Elle disparut. Lucy sourit avant de fondre en larmes. Une page se tournait. Face à elle, Uranie surgit de l'eau comme un genre de monstre du marais. La rousse avorta un cri de terreur et la jolie brune eut un rictus suffisant et amusé.

« T'étais là, donc. On se demandait où t'étais passée, poil de carotte. Ça va, t'as finit de parler avec ton ptit bourreau ?

- Va te faire voir, Albator. Cette fille a foutu ma vie en l'air, t'as pas le droit de formuler ta phrase comme si c'était drôle.

- Un sèche-cheveux a foutu ma vie en l'air, c'est pas forcément mieux.

- Le sèche-cheveux t'as harcelé ?

- Beaucoup. Uranie adressa un sourire mesquin à Lucy qui leva les yeux au ciel. Viens t'amuser avec nous, Miimé. Je suis désolée, je sais bien que nos morts ne sont pas comparables, je suis pas stupide. Elle lui tendit la main. On s'amuse bien avec les autres.

- ... Elle l'attrapa, bien qu'un peu méfiante. C'est qui, Miimé ?

Uranie rit, nageant devant elle pour rejoindre le groupe qui discutait plus loin allongé sur le sable. - C'est la compagne d'Albator.

- Hein ? Elle leva les yeux au ciel et hésita entrer pester ou rire. Comment tu sais ça, t'as vraiment regardé Albator, en fait ?

- Bien sûr, tu me prends pour qui ? La fillette arqua un sourcil. J'ai pas eu une enfance si ouf, alors j'ai regardé pas mal de dessins animé en tout genre.

- ... Moi je suivais que Magical Doremi, honnêtement.

- Ah ouais ? C'était pas mal, avant qu'elles se mettent à faire de la pâtisserie ou je ne sais quoi, et quand le bébé est devenu ado en trois épisodes ... J'ai pas trop compris.

- Non, mais en fait, Flora, c'est un bébé qui naît de la fleur royale, ce qui est super rare, donc elle est ultra spéciale, et -

- Attends, je me plaignais juste, j'ai pas dit que je voulais comprendre !

- Uranie ! Elle soupira. Pourquoi a chaque fois que j'ai l'impression que tu commences à être sympas, tu me déçois plutôt rapidement après ?

- Ma préférée, c'était la violette. Elle servait pas à grand-chose, mais elle était classe.

- Tu m'écoutes pas, hein ... »

La petite rousse arqua un sourcil tandis qu'Uranie riait en clamant que non.

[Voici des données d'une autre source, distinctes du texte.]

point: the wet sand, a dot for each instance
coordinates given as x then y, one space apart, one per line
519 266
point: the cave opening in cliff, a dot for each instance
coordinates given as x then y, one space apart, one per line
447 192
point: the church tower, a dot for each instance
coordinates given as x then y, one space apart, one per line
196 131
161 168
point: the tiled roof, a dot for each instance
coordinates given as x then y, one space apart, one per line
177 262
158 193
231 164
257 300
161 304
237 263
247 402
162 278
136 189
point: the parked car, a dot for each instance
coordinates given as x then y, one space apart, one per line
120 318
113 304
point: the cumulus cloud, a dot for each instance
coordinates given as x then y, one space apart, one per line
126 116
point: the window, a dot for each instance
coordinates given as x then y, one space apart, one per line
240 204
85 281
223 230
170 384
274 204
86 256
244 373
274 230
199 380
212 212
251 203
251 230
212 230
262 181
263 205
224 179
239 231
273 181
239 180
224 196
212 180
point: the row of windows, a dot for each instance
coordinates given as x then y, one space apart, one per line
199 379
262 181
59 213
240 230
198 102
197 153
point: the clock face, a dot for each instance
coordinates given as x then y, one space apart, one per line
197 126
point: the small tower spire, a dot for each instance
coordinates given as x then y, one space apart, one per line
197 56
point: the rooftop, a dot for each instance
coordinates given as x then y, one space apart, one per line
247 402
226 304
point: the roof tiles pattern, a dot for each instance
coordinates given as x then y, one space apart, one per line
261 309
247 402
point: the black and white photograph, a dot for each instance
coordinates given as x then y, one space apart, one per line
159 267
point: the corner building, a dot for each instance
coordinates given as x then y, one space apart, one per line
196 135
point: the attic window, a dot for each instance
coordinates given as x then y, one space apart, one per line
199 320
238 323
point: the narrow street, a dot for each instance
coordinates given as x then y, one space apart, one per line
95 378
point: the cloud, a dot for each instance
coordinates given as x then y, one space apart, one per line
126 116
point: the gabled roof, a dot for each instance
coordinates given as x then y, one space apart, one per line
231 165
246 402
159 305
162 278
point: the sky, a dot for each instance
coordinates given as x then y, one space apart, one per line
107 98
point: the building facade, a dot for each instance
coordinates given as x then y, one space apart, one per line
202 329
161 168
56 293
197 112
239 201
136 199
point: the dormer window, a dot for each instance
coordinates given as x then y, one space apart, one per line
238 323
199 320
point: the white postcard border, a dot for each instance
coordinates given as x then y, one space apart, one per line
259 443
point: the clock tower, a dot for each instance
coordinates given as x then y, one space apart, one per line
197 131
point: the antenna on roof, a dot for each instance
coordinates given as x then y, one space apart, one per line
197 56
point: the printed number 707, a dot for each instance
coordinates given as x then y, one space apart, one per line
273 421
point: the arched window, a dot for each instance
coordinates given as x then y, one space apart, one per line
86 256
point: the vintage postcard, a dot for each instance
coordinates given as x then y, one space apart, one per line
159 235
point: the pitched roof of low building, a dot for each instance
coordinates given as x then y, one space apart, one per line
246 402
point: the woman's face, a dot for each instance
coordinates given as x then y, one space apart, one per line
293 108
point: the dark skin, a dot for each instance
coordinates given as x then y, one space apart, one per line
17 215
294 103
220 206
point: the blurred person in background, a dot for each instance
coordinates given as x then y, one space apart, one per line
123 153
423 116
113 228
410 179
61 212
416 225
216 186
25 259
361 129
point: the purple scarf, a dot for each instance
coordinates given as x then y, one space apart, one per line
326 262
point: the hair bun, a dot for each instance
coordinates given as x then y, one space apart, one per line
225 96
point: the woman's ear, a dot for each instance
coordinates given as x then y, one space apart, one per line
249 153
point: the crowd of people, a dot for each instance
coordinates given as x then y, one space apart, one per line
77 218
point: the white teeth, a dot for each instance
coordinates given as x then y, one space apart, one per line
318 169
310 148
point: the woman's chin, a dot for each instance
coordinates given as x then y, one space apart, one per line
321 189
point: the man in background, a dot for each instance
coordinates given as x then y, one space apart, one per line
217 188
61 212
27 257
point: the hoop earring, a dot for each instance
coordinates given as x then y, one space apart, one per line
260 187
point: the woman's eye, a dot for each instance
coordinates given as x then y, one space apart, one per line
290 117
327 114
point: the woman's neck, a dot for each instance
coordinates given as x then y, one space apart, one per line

C'était peut-être très stupide et inutilement optimiste, mais elle avait comme l'impression qu'Uranie tentait de la détendre et de lui remonter le morale. C'était un peu étrange comme constat, mais elles n'avaient définitivement pas des personnalités compatibles, ne pouvaient pas parler deux minutes sans se disputer et n'avaient absolument rien en commun à raconter, mais elle aimait bien cette connasse d'Uranie. D'une certaine façon, elle lui donnait envie d'être plus forte, juste pour pouvoir répondre correctement à ses railleries et réussir un jour à la faire taire.

Si elle avait su qu'elle lui ferait ses adieux le lendemain, peut-être qu'elle aurait essayé à s'imposer face à elle plus tôt.